The Cheerleader. As the official repositories of accumulated wisdom, philosophers have acquired a certain measure of both authority and responsibility in determining what counts as a Good Idea. Consequently, when other cognitive scientists believe that their particular line of research has turned out to be Important, they like to have philosophers publicly bestow their official Seal of Approval, and even better, to explain to the world just how Significant that line of research really is. Of course, any philosopher who does see the Significance of that research must be quite perceptive. A pleasantly symbiotic relationship thus builds up between philosophers and cognitive scientists, with each pronouncing on the goodness of the other's work.
This can be put by saying that if the researchers are the players out there on the field of science, philosophers are sometimes the cheerleaders.
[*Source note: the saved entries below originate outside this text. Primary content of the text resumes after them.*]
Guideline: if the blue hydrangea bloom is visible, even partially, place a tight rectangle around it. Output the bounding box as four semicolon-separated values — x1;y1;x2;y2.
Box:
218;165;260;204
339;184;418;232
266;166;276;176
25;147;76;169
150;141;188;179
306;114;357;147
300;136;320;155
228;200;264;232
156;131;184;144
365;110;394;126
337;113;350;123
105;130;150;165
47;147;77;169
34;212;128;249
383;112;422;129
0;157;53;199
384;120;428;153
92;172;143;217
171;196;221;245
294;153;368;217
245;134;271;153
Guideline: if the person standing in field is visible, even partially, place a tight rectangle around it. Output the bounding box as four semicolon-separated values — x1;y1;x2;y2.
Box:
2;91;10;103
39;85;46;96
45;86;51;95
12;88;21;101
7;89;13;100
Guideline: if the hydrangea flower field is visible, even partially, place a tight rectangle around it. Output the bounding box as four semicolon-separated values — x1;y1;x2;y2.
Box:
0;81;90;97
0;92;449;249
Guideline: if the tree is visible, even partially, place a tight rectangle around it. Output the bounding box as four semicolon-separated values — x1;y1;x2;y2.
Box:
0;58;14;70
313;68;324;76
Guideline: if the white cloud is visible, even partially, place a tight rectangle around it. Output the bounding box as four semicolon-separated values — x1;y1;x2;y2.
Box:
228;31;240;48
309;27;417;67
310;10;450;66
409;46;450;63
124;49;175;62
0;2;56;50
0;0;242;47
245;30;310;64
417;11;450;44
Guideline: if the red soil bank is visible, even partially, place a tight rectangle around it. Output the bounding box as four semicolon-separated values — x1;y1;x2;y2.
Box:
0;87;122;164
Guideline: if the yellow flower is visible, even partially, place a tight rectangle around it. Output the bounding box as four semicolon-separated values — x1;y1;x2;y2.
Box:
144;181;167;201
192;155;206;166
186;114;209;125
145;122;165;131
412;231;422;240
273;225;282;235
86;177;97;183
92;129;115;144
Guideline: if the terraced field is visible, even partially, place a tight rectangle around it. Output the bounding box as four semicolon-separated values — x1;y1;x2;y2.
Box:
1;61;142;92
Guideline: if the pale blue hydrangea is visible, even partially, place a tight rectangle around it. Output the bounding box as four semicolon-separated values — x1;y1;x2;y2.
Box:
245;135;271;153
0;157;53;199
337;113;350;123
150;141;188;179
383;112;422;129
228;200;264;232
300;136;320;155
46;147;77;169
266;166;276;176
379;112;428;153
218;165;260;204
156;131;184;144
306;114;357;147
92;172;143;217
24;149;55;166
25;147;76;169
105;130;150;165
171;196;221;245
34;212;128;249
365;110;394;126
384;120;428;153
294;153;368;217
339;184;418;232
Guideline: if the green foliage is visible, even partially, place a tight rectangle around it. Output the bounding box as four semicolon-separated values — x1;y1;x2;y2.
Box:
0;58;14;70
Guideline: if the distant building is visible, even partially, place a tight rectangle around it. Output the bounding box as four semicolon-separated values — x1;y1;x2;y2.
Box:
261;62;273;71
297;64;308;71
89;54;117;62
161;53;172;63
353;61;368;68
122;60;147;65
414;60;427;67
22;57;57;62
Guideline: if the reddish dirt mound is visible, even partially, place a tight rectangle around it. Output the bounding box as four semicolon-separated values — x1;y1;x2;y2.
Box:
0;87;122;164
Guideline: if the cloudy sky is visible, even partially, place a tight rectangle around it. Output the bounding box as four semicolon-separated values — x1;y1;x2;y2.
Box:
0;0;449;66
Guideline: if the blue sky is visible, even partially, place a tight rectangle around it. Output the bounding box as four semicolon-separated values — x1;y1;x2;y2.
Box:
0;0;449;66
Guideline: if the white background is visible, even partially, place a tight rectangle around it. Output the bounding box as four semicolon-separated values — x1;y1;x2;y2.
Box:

This is not the place to discuss specific examples; suffice to say that while most major movements in cognitive science have had their share of philosophical cheerleaders, some have done particularly well; these include artificial intelligence, connectionism and computational neuroscience. On the other hand, it may be that some schools of thought, such as ecological psychology, have ended up less prominent in cognitive science than they might otherwise have been due to unfortunate deficiencies in this key area.
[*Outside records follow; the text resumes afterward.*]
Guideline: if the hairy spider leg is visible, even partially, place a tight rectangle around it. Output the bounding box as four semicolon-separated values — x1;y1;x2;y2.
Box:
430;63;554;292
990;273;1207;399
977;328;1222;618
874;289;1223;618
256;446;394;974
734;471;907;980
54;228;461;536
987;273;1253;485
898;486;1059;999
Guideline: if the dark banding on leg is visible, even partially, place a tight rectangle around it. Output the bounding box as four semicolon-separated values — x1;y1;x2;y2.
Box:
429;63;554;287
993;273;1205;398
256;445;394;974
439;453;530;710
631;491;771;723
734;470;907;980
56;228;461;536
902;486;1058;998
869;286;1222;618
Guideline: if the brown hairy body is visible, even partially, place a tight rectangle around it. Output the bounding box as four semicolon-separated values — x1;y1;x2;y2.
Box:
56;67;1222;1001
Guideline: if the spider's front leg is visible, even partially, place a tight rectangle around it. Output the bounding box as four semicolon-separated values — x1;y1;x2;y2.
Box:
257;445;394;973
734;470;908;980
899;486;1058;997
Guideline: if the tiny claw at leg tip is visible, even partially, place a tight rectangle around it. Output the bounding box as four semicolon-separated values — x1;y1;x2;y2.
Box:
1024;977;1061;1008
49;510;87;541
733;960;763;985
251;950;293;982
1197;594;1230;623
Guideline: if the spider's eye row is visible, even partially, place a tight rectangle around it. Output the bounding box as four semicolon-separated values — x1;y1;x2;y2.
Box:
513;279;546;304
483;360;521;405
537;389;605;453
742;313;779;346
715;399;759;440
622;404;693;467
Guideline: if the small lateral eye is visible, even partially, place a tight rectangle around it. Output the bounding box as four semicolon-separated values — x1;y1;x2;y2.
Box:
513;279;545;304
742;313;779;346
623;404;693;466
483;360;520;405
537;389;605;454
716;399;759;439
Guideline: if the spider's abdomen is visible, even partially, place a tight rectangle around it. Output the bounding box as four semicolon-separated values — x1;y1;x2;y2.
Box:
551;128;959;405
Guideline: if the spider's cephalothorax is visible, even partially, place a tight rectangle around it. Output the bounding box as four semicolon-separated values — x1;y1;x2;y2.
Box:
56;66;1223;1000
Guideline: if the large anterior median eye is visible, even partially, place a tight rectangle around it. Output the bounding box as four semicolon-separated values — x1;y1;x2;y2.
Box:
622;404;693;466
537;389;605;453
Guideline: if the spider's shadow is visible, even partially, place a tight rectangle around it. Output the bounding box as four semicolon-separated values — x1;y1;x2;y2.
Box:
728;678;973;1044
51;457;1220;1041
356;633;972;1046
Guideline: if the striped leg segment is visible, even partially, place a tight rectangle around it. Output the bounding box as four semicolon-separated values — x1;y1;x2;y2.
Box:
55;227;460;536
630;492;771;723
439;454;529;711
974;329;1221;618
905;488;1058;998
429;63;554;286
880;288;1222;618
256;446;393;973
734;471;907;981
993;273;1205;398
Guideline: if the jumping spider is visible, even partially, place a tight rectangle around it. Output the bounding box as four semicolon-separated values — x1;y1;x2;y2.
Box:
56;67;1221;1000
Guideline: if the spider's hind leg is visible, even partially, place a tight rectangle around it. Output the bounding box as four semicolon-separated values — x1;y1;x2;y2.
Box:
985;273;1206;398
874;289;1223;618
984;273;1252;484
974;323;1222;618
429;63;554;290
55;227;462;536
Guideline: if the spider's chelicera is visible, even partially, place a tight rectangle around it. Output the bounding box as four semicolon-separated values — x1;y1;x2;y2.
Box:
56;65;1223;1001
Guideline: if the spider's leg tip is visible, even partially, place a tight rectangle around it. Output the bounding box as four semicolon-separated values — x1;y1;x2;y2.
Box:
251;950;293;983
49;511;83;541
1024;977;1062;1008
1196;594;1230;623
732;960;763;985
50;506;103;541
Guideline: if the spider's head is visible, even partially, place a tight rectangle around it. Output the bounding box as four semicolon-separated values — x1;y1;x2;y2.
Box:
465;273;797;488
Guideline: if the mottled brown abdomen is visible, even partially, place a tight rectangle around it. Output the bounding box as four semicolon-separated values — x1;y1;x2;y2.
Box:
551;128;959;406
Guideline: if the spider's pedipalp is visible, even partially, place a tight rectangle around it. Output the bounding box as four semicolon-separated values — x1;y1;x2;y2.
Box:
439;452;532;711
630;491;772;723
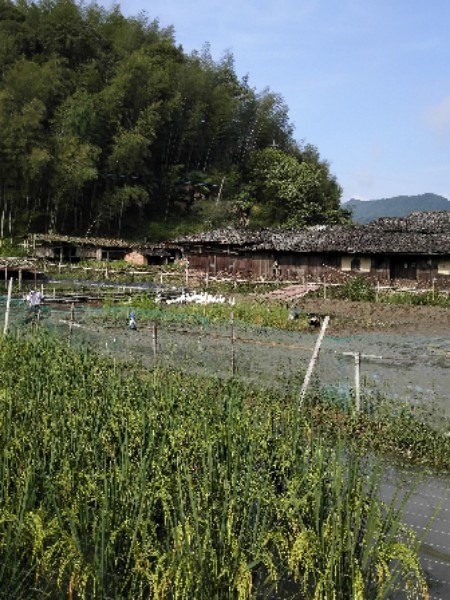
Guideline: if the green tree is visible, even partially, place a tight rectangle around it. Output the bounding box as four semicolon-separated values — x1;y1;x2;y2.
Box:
239;147;349;228
49;133;100;232
0;0;350;238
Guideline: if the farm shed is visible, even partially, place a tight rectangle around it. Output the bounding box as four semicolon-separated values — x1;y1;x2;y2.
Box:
0;258;46;289
28;234;173;266
174;211;450;284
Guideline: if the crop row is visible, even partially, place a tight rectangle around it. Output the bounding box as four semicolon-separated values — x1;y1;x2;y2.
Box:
0;332;433;599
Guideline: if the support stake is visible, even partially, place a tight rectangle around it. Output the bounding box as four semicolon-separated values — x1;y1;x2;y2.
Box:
343;351;382;413
230;312;236;377
3;277;13;335
152;322;158;357
298;315;330;408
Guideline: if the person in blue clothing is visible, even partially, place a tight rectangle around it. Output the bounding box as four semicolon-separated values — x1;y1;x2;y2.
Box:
128;311;137;330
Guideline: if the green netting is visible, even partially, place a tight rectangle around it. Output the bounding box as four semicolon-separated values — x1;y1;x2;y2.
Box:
2;299;450;424
82;304;210;325
0;301;315;393
0;297;31;306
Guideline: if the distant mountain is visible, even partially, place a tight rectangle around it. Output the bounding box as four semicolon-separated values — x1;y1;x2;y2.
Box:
342;193;450;224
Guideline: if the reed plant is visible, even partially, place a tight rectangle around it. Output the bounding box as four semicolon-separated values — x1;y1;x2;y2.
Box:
0;332;429;599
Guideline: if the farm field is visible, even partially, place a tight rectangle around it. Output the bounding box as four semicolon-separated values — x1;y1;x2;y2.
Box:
299;297;450;336
1;287;450;598
0;330;441;600
37;295;450;421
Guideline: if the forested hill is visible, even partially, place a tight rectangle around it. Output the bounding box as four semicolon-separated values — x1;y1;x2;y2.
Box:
343;194;450;224
0;0;350;242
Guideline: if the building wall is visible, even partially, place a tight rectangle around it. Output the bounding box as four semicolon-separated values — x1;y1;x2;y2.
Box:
34;247;58;259
187;252;275;280
185;249;450;283
438;260;450;276
341;255;371;272
187;251;339;281
124;251;148;266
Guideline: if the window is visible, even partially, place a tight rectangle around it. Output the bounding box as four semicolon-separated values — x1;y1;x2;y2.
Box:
351;258;361;271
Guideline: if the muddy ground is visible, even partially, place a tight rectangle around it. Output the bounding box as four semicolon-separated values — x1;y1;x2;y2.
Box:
298;298;450;336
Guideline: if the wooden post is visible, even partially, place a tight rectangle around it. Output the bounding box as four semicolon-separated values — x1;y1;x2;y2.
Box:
354;352;361;412
230;311;236;377
69;302;75;337
3;277;13;335
298;315;330;408
198;323;203;349
152;322;157;357
18;269;22;291
216;175;225;203
375;281;379;303
323;280;327;300
343;351;382;413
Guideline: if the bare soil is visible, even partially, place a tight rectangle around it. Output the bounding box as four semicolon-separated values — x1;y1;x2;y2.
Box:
298;298;450;336
259;283;450;335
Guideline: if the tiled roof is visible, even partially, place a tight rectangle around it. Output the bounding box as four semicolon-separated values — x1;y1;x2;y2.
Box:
174;211;450;254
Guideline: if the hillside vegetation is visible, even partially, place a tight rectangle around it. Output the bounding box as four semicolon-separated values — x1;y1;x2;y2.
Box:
0;0;350;241
343;193;450;224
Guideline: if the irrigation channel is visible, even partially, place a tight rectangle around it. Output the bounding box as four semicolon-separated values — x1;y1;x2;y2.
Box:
1;293;450;598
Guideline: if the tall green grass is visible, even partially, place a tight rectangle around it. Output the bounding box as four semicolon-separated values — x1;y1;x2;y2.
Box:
97;297;311;331
323;276;450;307
0;332;429;598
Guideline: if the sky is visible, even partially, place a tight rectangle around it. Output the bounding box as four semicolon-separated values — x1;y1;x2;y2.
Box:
104;0;450;203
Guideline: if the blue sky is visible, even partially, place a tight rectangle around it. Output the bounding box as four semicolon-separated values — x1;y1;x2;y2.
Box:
105;0;450;203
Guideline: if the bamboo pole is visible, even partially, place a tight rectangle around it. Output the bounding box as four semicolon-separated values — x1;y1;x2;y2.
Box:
152;322;158;357
354;351;361;412
343;351;382;413
69;302;75;338
3;277;13;335
198;323;203;349
298;315;330;408
230;312;236;377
The Gadfly. Had Oscar Wilde been in the philosophy of cognitive science, he would surely have thought that the only thing worse than being refuted is being ignored. Thus philosophers often advance positions that are so strongly and provocatively stated that other cognitive scientists feel compelled to respond. This is the philosopher as gadfly. An excellent example is the notorious paper on connectionism by Fodor & Pylyshyn . The authors there stated bluntly, and argued deftly, that a whole new research program was either hopeless or a mere variant on their own "classical" world-view. Cognition, they claimed, is systematic, and connectionist models either fail to explain this, or they must be implementing some computational cognitive architecture of the kind Fodor & Pylyshyn had been recommending for years. Many connectionist psychologists and computer scientists found these charges so galling that they couldn't resist taking up the challenge of refuting the argument. In the process, Fodor & Pylyshyn's paper became one of the most discussed in the philosophy of cognitive science, and a whole new research niche was created.
In fact, the Fodor & Pylyshyn paper can be seen as exemplifying almost all the roles discussed so far. It was pioneering, in bringing to the forefront of attention a previously neglected phenomenon, that of systematicity. It was inspecting the foundational assumptions of whole research paradigms in cognitive science. It was cartographic, in that it began with a high-level sketch of the lay of the land in issues of cognitive architecture. It was archival, in that it likened connectionism to the seventeenth-century empiricist David Hume and twentieth century behaviorists such as Hebb, Osgood and Hull, and claimed to be merely re-presenting thirty-year old arguments against such views. It was highly enthusiastic in its support for one school of thought over another. To its credit, however, the authors were not playing the role of Zen Monk: the arguments it contained were clear, powerful, and highly relevant to other branches of cognitive science.